While the pandemic has impacted the Company’s revenues and operations, and it is unclear how long the pandemic will last and the extent of its financial impact, the Company is starting to see increased activity in its core businesses. Revenues recovered to some degree in May and June from April levels. While print advertising revenues have declined the most, the Company’s data, information and digital media businesses have held up better, the Company believes that the underlying fundamentals and value of these products have not changed and performance is expected to improve further as the pandemic abates and market conditions improve. As a result of the transaction, the Company is now in a stronger financial position with which to operate during the pandemic and continue to develop its core businesses.

Shares in GVIC are traded on the Toronto Stock Exchange under the symbol GCT.

For further Information, please contact Mr. Orest Smysnuik, Chief Financial Officer, at 604-708-3264.

About the Company: GVIC Communications Corp. (“GVIC” or the “Company”) is an information & marketing solutions company pursuing growth in sectors where the provision of essential information and related services provides high customer utility and value. The Company’s products and services are focused in two areas: 1) data, analytics and intelligence; and 2) content & marketing solutions.

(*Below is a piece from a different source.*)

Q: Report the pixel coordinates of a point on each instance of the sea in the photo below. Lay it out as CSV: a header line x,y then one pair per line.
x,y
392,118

Cautionary Note Concerning Forward Looking Statements

This news release contains forward-looking statements that relate to, among other things, the Company’s objectives, goals, strategies, intentions, plans, beliefs, expectations and estimates. These forward-looking statements include, among other things, statements relating to our expectations regarding revenues, expenses, cash flows, future profitability, recovery of businesses, the fundamentals of the businesses, availability of credit, the effect of the sale of an interest in the Businesses, our strategic initiatives and restructuring, including our expectations to grow certain operations, invest in key strategic areas, and to realize cost efficiencies and actions taken to alleviate the impact on the pandemic. These forward-looking statements are based on certain assumptions, including continued economic growth and recovery and the realization of cost savings in a timely manner and in the expected amounts, which are subject to risks, uncertainties and other factors which may cause results, performance or achievements of the Company to be materially different from any future results, performance or achievements expressed or implied by such forward-looking statements, and undue reliance should not be placed on such statements.

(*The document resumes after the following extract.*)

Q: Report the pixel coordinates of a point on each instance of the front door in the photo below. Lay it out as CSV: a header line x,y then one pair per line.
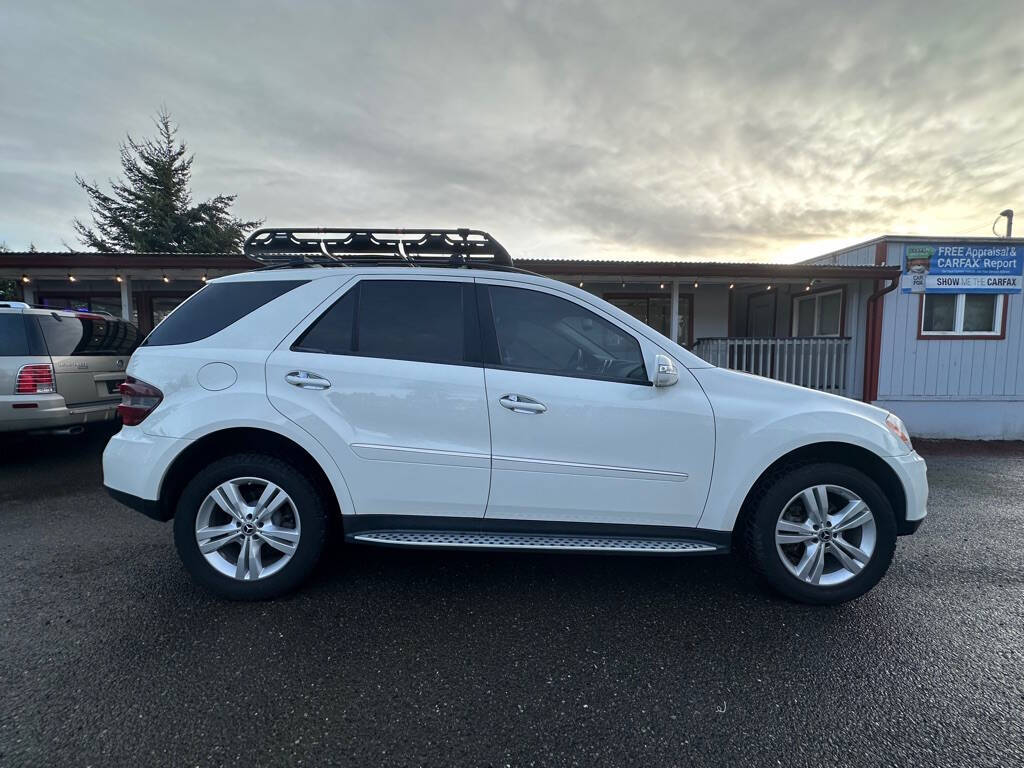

Important factors that could cause actual results to differ materially from these expectations include failure to implement or achieve the intended results from our strategic initiatives, the failure to reduce debt and the other risk factors listed in our Annual Information Form under the heading “Risk Factors” and in our MD&A under the heading “Business Environment and Risks”, many of which are out of our control. These other risk factors include, but are not limited to, the impact of Coronavirus, that future cash flow from operations, including the Businesses, and the availability under existing banking arrangements are believed to be adequate to support financial liabilities and that the Company expects to be successful in its objection with CRA, the ability of the Company to sell advertising and subscriptions related to its publications, foreign exchange rate fluctuations, the seasonal and cyclical nature of the agricultural and energy sectors, discontinuation of government grants, general market conditions in both Canada and the United States, changes in the prices of purchased supplies including newsprint, the effects of competition in the Company’s markets, dependence on key personnel, integration of newly acquired businesses, technological changes, tax risk, financing risk, debt service risk and cybersecurity risk.

The forward-looking statements made in this news release relate only to events or information as of the date on which the statements are made. Except as required by law, the Company undertakes no obligation to update or revise publicly any forward-looking statements, whether as a result of new information, future events or otherwise, after the date on which the statements are made or to reflect the occurrence of unanticipated events.